414 - La veste de la douleur

N. Lygeros
Traduit du Grec par l'auteur

  Flashback. Extreme close up.

Andréas

Et bien Christo, tu n’étouffes pas avec cette veste ? Un temps. Défais-la un peu…

Christos

Je ne peux pas !

  Il la tient serrée contre son côté gauche.

Andréas

Mais pourquoi ? Cela ne va rien changer.

Christos

C’est impossible…

Andréas

C’est impossible ou tu ne peux pas ?

Christos

En moi, le monde pleut…

Andréas, en souriant.

Bon d’accord ne le prends pas ainsi… Silence. Tu sais, même comme nous sommes seuls, j’ai souvent l’impression que mes paroles te blessent.

Christos

Ce sont mes blessures qui te blessent, mon ami… Silence.

Andréas

Tu as raison… Un temps. Quand je te regarde je me demande toujours combien de douleurs la vie peut-elle supporter.

Christos

La vie est une grande blessure. Un temps. Nous nommons vie, sa résistance… Silence.

  Nous les voyons en train de marcher sur le port. De dos, Voix Off.

  Andréas le prend par l’épaule.

Andréas

Dis-moi… Et le rire qu’en fais-tu ? Un temps. N’est-il pas essentiel ?

Christos

Essentiel pour qui ? As-tu déjà vu la mer rire ?

Andréas

Je te parle des hommes !

Christos

Mais moi aussi ! Silence. Tu te rappelles le livre de Victor Hugo ?

Andréas

Oui, bien sûr… Que veux-tu dire ?

Christos

C’est cela le rire pour moi : un visage déchiré… une blessure visible.

Andréas

C’est-à-dire que chaque fois que tu ris tu saignes ? Point de vue.

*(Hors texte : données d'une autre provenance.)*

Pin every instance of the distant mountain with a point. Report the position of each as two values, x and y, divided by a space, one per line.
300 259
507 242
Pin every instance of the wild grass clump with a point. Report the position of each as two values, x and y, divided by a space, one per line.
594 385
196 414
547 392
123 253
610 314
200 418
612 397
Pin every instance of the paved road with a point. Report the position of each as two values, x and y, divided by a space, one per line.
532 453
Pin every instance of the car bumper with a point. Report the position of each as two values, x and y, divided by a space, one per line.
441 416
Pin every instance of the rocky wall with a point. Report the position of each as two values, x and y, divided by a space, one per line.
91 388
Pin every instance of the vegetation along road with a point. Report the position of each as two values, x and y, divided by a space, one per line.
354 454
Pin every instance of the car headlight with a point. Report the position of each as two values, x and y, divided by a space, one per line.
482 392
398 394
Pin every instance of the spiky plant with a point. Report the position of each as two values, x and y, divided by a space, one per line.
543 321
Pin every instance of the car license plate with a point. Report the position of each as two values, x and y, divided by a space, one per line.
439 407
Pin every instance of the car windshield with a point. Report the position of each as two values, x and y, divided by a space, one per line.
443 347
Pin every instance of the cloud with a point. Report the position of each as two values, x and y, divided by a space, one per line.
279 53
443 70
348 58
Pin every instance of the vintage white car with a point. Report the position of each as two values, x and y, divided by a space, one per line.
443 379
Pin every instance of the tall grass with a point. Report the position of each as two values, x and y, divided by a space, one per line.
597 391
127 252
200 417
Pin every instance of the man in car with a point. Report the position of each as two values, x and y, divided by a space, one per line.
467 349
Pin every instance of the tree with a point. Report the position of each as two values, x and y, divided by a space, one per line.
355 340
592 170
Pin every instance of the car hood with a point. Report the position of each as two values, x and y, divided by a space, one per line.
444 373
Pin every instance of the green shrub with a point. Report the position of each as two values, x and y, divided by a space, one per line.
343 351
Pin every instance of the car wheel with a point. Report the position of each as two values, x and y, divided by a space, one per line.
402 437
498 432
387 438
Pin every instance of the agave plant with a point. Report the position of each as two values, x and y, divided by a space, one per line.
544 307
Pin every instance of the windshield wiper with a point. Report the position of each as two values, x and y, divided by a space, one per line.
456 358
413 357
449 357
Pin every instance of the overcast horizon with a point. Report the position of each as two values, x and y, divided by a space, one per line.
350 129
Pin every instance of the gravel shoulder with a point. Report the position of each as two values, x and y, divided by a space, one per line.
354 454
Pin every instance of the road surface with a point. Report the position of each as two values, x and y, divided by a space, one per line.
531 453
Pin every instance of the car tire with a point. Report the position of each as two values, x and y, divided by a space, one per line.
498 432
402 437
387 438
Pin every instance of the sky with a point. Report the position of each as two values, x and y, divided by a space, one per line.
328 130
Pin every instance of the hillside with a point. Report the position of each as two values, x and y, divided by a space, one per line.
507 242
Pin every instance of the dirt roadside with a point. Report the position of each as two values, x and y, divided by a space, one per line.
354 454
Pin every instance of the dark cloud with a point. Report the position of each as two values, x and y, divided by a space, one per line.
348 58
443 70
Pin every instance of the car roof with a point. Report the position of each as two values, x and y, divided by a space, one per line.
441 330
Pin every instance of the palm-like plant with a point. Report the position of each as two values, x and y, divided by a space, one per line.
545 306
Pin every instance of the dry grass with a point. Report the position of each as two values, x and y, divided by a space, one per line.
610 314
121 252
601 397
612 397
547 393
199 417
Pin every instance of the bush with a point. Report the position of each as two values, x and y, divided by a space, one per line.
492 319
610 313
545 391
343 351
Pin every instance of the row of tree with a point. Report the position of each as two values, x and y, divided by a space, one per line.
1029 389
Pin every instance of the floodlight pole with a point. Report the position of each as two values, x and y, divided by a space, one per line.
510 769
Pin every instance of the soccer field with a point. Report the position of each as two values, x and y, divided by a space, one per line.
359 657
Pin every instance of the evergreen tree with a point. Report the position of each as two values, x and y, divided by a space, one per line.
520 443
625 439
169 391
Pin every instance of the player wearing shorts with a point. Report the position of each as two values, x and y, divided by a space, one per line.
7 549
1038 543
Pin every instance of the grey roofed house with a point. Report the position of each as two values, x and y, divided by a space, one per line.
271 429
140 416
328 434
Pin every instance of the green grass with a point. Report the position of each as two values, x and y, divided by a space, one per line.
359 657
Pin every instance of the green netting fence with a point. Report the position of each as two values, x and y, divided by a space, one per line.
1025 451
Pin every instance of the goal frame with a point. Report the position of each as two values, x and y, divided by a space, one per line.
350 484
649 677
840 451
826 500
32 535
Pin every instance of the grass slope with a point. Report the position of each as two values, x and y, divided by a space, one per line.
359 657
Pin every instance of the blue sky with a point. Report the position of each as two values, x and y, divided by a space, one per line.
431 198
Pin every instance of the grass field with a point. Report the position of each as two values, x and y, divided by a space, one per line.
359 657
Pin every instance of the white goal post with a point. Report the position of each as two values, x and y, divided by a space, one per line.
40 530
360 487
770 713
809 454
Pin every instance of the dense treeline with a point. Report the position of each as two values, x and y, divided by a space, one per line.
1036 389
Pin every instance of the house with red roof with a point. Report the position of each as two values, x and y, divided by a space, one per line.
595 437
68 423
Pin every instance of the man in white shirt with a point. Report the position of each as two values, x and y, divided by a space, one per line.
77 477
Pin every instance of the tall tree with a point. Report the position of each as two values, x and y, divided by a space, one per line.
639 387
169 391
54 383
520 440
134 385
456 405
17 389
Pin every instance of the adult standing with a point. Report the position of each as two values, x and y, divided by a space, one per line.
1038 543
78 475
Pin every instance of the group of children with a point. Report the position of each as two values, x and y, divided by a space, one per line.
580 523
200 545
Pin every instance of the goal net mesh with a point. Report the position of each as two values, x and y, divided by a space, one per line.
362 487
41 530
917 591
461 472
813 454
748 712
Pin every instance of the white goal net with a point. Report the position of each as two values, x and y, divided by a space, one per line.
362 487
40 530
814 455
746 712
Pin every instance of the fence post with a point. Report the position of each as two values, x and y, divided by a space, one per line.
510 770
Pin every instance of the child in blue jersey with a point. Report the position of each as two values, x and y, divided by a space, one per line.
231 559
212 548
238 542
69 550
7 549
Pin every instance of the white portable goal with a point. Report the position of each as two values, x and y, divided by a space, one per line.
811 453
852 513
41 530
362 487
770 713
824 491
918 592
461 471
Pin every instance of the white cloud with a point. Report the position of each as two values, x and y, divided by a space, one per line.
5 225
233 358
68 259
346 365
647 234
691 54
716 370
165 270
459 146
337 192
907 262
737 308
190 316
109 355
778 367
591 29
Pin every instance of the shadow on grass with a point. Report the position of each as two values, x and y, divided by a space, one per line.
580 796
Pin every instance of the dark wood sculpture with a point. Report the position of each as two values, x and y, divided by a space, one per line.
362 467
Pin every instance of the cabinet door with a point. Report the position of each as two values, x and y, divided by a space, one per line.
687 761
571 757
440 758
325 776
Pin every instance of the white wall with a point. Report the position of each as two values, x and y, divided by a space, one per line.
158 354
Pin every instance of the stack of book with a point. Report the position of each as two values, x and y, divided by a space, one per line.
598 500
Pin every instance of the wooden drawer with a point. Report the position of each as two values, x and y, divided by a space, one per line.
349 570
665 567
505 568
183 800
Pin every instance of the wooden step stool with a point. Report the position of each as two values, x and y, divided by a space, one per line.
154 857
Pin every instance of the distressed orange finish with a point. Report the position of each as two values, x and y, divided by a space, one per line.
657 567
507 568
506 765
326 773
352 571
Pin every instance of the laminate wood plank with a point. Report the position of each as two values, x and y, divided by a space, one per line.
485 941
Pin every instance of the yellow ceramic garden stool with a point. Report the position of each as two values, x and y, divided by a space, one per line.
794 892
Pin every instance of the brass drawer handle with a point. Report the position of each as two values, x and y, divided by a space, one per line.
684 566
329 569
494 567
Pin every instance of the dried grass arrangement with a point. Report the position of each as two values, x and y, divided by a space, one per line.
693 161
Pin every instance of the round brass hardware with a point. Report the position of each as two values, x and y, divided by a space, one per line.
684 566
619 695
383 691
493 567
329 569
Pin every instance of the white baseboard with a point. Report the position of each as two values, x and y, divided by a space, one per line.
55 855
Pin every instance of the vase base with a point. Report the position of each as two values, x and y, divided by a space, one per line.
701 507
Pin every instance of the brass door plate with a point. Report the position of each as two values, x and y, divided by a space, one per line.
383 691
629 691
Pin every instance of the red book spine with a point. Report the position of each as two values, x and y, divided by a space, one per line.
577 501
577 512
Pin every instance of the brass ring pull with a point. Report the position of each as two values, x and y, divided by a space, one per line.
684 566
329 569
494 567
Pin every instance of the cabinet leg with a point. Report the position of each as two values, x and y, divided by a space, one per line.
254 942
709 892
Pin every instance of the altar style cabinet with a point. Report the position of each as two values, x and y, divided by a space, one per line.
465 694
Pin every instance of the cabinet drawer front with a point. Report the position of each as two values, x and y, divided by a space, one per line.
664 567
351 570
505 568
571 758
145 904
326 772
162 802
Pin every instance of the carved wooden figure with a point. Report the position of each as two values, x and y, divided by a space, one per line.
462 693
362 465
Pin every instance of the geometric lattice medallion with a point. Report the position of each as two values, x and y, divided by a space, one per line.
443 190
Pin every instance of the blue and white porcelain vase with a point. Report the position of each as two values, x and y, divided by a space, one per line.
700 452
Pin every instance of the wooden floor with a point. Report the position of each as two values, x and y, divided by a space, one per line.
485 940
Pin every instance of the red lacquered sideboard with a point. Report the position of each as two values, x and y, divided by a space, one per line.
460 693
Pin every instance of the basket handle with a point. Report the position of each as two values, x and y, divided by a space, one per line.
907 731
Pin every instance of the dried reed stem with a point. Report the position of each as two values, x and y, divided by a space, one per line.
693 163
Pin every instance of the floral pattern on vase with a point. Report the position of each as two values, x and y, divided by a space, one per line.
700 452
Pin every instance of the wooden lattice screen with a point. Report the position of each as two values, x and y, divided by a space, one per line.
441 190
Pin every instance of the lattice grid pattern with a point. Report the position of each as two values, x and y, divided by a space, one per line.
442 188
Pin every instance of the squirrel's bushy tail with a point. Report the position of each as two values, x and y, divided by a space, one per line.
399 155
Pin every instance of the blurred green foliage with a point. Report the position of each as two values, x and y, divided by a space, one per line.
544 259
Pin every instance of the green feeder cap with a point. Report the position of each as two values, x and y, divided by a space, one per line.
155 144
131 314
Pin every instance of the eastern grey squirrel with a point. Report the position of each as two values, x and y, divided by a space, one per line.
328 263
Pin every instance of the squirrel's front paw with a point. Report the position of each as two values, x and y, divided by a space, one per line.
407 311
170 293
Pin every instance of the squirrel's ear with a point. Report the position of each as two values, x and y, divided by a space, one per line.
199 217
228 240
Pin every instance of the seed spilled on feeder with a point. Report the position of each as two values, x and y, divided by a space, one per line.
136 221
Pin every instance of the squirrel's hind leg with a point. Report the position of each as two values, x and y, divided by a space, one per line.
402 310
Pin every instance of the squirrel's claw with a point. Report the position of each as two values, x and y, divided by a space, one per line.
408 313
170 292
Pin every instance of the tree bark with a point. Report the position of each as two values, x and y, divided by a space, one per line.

Christos, changeant de ton.

Veux-tu que nous allions à la tour ?

  Fin flashback.

  Andréas et Eva sont dans leur appartement. Full Shot.

Eva

Regarde ce que j’ai trouvé !

  Elle lui montre une veste.

Andréas, en regardant la veste.

Alors ?

Eva

Mais tu ne la reconnais pas ?

  Andréas la prend dans ses mains.

Andréas

La veste de Christos ! Un temps. Que fait-elle ici ?

Eva

C’est justement cela que je voulais te demander. Un temps. Peut-être qu’il l’a oubliée, que tu l’as mise avec les tiennes.

Andréas

Je n’en ai pas la moindre idée… Maintenant que tu le dis je l’avais remarquée dans le placard… Un temps. Mais elle n’allait avec aucun des habits que j’avais…

Eva

Pourtant tu n’as pas vu le plus important…

Andréas

Quoi donc ?

Eva

Ouvre-la et tu verras…

  Elle lui donne la veste de Christos. Andréas l’ouvre en faisant attention… Medium Shot.

Andréas

Qu’est-ce que c’est que cela sur le côté gauche ? Un temps. Du sang ?

Eva

Oui, elle est maculée de sang…

Andréas

Mais alors ce jour-là… Il était blessé… Et moi je lui parlais du rire… Quel imbécile je suis !

Eva

Je ne comprends pas ce que tu dis ! De quoi parles-tu ?

Andréas

Comme toujours j’entendais la musique sans comprendre les paroles…

Eva

Que s’est-il passé, mon amour ?

  Flashback.

  Andréas et Christos sont assis sur un banc. Close up.

Andréas

Tu es fatigué, Christo ?

Christos, en souriant.

Tu plaisantes ? Un temps. Je voulais simplement que nous admirions la vue.

Andréas, surpris.

Mais puisque tu la vois tous les jours !

Christos

Ce que nous regardons chaque jour, peu à peu nous ne le voyons plus…

Andréas

Ce port je le connais depuis que je suis enfant…

Christos

Lui aussi il te connaît depuis ton enfance… Un temps. Toi, tu aschangé.

Andréas

Nous changeons tous !

Christos

Presque tous… Il montre la tour. Celle-ci n’a pas changé… Comme le temps…

Andréas

Le temps ?

Christos

Si le temps demeure le même c’est parce que chaque jour il change.

  Il se baisse brusquement.

  Medium Close Shot.

Andréas

Qu’as-tu, Christo ?

Christos

Rien, rien… Il se lève précipitamment. Je suis en retard… Lucia doit m’attendre… Nous en reparlerons ce soir…

Andréas

Bien…

Christos, en se retournant.

Aime-t-elle les pâquerettes ?

Andréas

Je ne sais pas…

Christos

Bien je trouverai quelque chose d’autre…

  Fin flashback.

  INSERT : Sur le même banc, Andréas contemple la vue.